Mask_RCNN
Mask_RCNN copied to clipboard
BrokenPipeError: [Errno 32] Broken pipe arises half-way when training on 2 GPUs
Similar to coco.py, I modifies the shape.ipynb to train on my dataset and first stage training on heads completed but the EOFError arises half-way during the first epoch training on 4+. The info is as below, I can train it on single GPU without this error.
There are 2k images in total and config like below. Is there problem with step_per_epoch or validation_steps?
GPU_COUNT = 2 IMAGES_PER_GPU = 5 STEPS_PER_EPOCH = 200 VALIDATION_STEPS = 200
Epoch 42/120
133/200 [==================>...........] - ETA: 3:13 - loss: 0.2841 - rpn_class_loss: 0.0012 - rpn_bbox_loss: 0.0529 - mrcnn_class_loss: 0.0424 - mrcnn_bbox_loss: 0.0377 - mrcnn_mask_loss: 0.150
Traceback (most recent call last):
134/200 [===================>..........] - ETA: 3:12 - loss: 0.2848 - rpn_class_loss: 0.0012 - rpn_bbox_loss: 0.0531 - mrcnn_class_loss: 0.0426 - mrcnn_bbox_loss: 0.0376 - mrcnn_mask_loss: 0.1502
---------------------------------------------------------------------------
BrokenPipeError Traceback (most recent call last)
<ipython-input-10-63fa505ed006> in <module>()
4 learning_rate=config.LEARNING_RATE / 10,
5 epochs=120,
----> 6 layers="4+")
~/Mask_RCNN/model.py in train(self, train_dataset, val_dataset, learning_rate, epochs, layers)
2236 max_queue_size=100,
2237 workers=workers,
-> 2238 use_multiprocessing=True,
2239 )
2240 self.epoch = max(self.epoch, epochs)
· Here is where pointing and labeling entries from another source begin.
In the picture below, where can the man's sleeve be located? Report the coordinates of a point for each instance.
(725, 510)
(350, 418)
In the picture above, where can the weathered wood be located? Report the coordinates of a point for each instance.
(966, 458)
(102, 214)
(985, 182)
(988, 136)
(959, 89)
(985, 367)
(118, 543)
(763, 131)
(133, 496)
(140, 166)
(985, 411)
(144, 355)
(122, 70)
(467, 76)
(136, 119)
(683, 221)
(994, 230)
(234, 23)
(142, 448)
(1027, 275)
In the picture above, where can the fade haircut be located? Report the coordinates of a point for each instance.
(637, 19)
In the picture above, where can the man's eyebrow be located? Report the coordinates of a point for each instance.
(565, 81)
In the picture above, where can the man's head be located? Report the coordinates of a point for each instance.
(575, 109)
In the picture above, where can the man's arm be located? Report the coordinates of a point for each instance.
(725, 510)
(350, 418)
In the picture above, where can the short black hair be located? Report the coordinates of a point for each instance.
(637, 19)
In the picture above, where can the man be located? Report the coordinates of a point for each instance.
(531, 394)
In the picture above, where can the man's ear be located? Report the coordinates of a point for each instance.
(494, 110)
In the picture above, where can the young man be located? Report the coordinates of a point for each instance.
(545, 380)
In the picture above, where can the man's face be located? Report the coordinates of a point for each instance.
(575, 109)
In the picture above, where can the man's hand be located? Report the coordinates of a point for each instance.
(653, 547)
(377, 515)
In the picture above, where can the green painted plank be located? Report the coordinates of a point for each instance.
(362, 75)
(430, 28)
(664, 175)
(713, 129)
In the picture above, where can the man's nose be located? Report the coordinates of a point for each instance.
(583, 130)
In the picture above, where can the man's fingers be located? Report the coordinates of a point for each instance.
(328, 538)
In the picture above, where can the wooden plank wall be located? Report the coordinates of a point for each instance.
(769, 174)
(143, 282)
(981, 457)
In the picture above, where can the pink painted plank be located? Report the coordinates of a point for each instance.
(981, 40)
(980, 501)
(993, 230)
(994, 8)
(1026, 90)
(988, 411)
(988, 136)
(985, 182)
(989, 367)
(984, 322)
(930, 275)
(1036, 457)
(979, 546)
~/miniconda3/envs/tf3/lib/python3.6/site-packages/keras/legacy/interfaces.py in wrapper(*args, **kwargs)
89 warnings.warn('Update your `' + object_name +
90 '` call to the Keras 2 API: ' + signature, stacklevel=2)
---> 91 return func(*args, **kwargs)
92 wrapper._original_function = func
93 return wrapper
~/miniconda3/envs/tf3/lib/python3.6/site-packages/keras/engine/training.py in fit_generator(self, generator, steps_per_epoch, epochs, verbose, callbacks, validation_data, validation_steps, class_weight, max_queue_size, workers, use_multiprocessing, shuffle, initial_epoch)
2210 batch_index = 0
2211 while steps_done < steps_per_epoch:
-> 2212 generator_output = next(output_generator)
2213
2214 if not hasattr(generator_output, '__len__'):
~/miniconda3/envs/tf3/lib/python3.6/site-packages/keras/utils/data_utils.py in get(self)
758 """
759 while self.is_running():
--> 760 if not self.queue.empty():
761 success, value = self.queue.get()
762 # Rethrow any exceptions found in the queue
<string> in empty(self, *args, **kwds)
~/miniconda3/envs/tf3/lib/python3.6/multiprocessing/managers.py in _callmethod(self, methodname, args, kwds)
754 conn = self._tls.connection
755
--> 756 conn.send((self._id, methodname, args, kwds))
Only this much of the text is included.